芦屋芸術|同人誌・現代詩・小説

シャーデヴァルトの「星のギリシア神話」

 おそらく今から四千年前か、あるいは三千年前か、無学なボクには判然しないが、人々は農耕や狩猟によって生活していただろう。いつのことかもう定かではないが、人は共同して生活し、たがいに助けあいながら労働によってそれぞれの人生をまっとうしていただろう。そして、その中からとりわけすぐれた人が出現し、その共同体を救済した。この時代、彼を人々は英雄と呼んだ。英雄はゼウスを中心とした神々に恵まれた人だった。彼は死して、天に昇り、星となった。

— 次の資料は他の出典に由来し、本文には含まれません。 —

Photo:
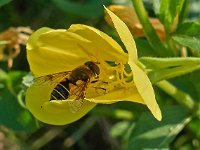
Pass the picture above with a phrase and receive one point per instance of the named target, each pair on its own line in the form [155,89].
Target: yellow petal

 「星のギリシア神話」 シャーデヴァルト著 河原忠彦訳 白水社 1966年5月10日第6版

 年末にこの本を読んだ。年の瀬にふさわしい本だった。人間の禍福、喜びと悲惨、古代ギリシアの人々の真実の物語が、夜空にちりばめられている。
 今、ここで、悲しんでいる人々、悩みに打ちひしがれている人々は、ほんのひととき、夜空を見あげて、ボクラギリシアの心の真実の物語を楽しんでください、さながらそのように語りかけながら。